Willis “Bill” Gradison Jr., MBA, DCS, of McLean, Va., agreed, stating said the commission should explore the causes of uncompensated care at rural hospitals, and compare the rate of such problems in states with and without Medicaid expansion.

“We don’t want to be in the business of filling buckets that others leave under-filled,” said Kate Baicker, PhD, of the Harvard T.H. Chan School of Public Health in Boston. She still supported the proposed new models, but her greatest concern was ensuring that beneficiaries could access quality care at the right facility.

“It’s important that everyone has access to timely emergency care, but when care is not time-sensitive, [we] want people going to other hospitals that have higher quality outcomes,” she explained. “Not that these [rural] hospitals and providers aren’t doing the very best that they can in providing critical services, but we know that you need a critical mass of different procedures to get them done effectively.”
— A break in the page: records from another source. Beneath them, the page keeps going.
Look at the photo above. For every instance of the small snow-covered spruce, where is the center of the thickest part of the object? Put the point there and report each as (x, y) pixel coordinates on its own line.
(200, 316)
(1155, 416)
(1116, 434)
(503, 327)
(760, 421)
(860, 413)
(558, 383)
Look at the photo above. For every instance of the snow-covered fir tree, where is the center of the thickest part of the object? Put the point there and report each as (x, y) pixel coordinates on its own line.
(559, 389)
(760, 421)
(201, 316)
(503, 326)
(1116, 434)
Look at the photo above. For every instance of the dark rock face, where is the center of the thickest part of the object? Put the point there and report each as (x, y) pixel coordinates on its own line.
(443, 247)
William Hall, MD, of the University of Rochester, in Rochester, N.Y., works in rural Michigan for part of each year, and he suggested a third model. “What if we incentivized the closest full service hospital to … extend [its] own network?” he asked, noting that subsidies might be shifted away from the rural hospitals and into the nearest major hospital.

But Alice Coombs, MD, of Milton Hospital and South Shore Hospital in Weymouth, Mass., objected that small hospitals shouldn’t be forced “under the umbrella of a larger entity” that could become “dictatorial” and ignore the nuanced needs of rural communities. She said she would support a partnership but not a formal contract.

The next MedPAC meeting will be held on Nov. 5-6.